Dear Friends—

The Heartland Institute—a main climate-denial front group—chose an interesting day to put up billboards around Chicago in advance of their next meeting.

This morning—even as the first actions of Connect the Dots day were taking place in the Pacific—they unveiled the signs, which have big pictures of Ted Kacynzki and Charles Manson, two convicted mass murderers, with the question: “I Still Believe in Global Warming, Do You?”

The message couldn’t be clearer—anyone who’s worried about climate change is abnormal, weird, sick, twisted.

So our message back need to be just as clear and firm: in fact, its normal people around the world who are engaged in the fight against climate change. Some are famous—the pope, the Dalai Lama, the patriarch of the Orthodox Church—but most of us are just ordinary citizens. And we’re worried about climate change because we can see what’s going on around us with our own eyes.

The industry is terrified to talk about extreme weather that has led a big majority of Americans to back action on climate change, and they are terrified of the beautiful movement that is growing all across this country. That’s why groups like the Heartland Institute are so desperate—that’s why they’re insisting that it’s serial killers and not scientists and citizens who care about climate change.

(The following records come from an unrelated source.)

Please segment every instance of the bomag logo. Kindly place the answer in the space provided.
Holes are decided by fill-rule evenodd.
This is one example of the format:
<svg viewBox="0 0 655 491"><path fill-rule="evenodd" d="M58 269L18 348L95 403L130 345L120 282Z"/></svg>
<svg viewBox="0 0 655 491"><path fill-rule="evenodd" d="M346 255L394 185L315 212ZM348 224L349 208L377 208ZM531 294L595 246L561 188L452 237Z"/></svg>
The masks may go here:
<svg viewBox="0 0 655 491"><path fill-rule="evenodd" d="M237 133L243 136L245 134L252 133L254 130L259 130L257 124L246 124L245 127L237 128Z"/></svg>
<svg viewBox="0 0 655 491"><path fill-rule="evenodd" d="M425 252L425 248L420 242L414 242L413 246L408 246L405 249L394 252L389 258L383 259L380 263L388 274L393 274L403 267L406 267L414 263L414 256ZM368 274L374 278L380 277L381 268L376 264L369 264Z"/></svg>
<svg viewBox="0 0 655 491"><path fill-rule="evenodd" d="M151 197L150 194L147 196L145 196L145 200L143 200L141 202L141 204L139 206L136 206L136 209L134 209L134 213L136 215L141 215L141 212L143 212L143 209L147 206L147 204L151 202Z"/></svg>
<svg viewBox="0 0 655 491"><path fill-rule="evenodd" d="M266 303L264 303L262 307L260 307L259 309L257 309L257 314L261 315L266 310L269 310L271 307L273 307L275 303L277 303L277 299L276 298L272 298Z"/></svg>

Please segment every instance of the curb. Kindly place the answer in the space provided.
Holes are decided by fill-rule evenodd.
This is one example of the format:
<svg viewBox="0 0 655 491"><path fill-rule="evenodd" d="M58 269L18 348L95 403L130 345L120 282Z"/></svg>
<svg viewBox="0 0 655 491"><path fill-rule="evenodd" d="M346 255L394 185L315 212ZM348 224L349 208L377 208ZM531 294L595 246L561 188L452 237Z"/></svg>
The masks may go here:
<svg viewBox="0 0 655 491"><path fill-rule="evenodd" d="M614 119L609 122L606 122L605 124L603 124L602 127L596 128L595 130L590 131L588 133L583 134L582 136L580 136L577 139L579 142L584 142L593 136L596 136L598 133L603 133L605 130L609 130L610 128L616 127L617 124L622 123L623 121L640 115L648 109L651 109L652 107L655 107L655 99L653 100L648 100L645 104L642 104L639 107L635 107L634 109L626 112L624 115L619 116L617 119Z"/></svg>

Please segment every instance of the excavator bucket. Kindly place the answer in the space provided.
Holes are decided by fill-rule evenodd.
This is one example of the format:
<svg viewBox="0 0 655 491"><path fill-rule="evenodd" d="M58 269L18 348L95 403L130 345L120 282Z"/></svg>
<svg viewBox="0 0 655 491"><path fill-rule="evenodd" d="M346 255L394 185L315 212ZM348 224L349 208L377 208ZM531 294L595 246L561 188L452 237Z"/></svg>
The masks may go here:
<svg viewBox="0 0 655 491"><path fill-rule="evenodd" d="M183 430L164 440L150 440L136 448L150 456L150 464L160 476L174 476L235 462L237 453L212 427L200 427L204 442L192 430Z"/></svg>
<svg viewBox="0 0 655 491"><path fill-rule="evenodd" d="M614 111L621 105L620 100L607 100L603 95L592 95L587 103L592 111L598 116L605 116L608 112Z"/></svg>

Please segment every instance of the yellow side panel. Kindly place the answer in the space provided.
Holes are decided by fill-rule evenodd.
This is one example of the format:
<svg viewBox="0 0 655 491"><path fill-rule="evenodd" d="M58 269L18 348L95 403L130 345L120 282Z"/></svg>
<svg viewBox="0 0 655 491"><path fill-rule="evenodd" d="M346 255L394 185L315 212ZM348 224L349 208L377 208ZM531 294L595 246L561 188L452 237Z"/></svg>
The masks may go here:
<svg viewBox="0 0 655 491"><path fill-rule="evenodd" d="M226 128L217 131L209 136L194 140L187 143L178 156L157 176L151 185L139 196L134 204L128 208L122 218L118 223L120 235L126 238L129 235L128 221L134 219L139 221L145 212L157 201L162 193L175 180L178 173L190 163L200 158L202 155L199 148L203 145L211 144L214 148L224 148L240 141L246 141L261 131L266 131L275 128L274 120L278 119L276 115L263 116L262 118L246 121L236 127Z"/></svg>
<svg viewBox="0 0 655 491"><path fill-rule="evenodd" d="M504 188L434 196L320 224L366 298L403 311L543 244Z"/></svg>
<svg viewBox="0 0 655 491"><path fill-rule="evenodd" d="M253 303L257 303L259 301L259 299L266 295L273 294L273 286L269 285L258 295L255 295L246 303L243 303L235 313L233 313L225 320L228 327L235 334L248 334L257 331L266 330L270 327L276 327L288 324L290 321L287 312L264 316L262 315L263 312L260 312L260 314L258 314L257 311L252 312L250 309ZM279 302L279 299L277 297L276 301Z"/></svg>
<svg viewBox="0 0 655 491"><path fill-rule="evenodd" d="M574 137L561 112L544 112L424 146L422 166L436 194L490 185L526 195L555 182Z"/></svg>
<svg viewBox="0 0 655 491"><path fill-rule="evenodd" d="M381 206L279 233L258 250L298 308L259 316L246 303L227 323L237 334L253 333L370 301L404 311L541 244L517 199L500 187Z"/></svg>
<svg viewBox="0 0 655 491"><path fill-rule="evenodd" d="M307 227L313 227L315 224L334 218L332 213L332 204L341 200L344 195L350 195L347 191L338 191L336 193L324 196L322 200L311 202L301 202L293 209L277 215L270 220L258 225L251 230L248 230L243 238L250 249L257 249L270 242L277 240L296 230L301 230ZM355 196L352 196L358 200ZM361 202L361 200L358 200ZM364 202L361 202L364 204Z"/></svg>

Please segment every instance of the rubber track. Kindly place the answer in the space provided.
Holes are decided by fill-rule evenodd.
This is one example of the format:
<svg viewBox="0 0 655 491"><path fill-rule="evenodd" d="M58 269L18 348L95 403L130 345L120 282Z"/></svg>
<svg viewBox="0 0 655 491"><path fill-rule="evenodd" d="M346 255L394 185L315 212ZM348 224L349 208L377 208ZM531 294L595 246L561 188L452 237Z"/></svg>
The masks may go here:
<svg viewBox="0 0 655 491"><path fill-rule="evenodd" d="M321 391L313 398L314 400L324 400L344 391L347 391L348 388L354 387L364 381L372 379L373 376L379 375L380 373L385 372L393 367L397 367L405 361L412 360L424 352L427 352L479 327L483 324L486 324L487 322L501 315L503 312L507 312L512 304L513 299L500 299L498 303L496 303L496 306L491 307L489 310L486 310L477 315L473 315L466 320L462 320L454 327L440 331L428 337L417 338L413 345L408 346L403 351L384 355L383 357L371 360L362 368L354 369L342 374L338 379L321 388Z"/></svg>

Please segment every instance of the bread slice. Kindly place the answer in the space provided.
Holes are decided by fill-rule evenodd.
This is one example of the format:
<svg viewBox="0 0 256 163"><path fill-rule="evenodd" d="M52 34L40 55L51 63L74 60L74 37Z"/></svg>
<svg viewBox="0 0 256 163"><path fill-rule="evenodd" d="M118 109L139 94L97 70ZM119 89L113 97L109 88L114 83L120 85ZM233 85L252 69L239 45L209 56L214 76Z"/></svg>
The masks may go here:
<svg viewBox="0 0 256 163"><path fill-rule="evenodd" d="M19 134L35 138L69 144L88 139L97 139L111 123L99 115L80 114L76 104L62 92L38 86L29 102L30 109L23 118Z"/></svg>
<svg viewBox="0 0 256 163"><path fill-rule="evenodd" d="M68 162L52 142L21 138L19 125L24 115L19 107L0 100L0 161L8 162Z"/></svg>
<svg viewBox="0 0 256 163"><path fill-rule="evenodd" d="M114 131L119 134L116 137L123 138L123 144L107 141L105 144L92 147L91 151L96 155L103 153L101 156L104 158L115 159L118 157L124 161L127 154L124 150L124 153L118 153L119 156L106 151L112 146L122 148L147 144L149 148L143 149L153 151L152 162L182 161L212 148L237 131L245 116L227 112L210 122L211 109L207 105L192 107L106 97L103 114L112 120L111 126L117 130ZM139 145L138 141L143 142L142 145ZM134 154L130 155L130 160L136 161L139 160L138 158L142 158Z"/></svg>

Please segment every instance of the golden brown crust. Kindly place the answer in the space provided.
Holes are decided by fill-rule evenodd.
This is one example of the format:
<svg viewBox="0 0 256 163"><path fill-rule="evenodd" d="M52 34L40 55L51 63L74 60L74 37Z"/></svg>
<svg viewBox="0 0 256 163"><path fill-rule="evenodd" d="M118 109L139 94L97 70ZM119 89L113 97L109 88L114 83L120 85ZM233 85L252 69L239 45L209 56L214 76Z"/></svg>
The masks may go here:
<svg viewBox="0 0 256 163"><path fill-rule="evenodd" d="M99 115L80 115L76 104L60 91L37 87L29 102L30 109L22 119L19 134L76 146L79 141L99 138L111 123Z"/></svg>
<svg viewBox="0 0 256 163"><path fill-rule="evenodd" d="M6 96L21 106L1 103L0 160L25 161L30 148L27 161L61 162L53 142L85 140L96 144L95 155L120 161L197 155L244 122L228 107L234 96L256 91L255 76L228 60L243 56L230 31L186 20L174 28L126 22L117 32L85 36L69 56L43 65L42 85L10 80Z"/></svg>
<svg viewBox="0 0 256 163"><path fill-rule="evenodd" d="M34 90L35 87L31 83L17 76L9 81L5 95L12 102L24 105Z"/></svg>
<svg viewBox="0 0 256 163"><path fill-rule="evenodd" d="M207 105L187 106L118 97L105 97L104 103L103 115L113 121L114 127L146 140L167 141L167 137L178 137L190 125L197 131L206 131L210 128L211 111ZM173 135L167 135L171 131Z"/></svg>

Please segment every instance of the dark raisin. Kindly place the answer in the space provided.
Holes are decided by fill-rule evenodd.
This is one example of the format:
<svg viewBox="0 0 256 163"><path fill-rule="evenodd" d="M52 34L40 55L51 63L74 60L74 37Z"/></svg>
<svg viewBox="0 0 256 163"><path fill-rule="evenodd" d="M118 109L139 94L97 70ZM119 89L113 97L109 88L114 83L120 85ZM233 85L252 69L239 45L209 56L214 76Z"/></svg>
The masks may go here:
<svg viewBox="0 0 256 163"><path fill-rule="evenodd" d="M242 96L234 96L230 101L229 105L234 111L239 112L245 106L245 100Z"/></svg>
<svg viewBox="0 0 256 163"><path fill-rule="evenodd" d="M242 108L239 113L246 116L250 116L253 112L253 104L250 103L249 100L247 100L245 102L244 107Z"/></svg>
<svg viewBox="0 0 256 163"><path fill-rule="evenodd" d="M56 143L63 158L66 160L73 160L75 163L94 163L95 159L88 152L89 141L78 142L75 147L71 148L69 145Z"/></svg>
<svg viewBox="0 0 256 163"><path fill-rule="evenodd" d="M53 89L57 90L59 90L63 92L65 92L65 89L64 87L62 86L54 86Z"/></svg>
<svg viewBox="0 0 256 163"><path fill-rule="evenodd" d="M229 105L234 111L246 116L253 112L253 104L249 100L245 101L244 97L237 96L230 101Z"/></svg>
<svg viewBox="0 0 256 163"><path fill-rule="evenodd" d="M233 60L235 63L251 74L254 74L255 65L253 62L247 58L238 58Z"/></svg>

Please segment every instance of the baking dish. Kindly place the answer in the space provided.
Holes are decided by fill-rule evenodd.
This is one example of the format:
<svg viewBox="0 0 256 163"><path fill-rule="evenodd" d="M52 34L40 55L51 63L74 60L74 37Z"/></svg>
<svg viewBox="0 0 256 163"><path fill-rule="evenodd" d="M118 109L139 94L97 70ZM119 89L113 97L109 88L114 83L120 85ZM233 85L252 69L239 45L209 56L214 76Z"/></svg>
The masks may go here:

We have no idea why companies like Microsoft continue to support the Heartland Institute, and you can sign a petition here letting them know it’s a bad idea to encourage this kind of hatred. But the most important thing you can do is turn out everyone you know for tomorrow’s day of action.

Citizens like us taking action in our communities may be the only way that we can fight back against an industry with so much money and ill-will at their disposal. This weekend we can show the real face of climate change – both the impacts that are already roiling our world, but also the people who are taking action to stop it. 

They’re getting desperate, which is a good sign.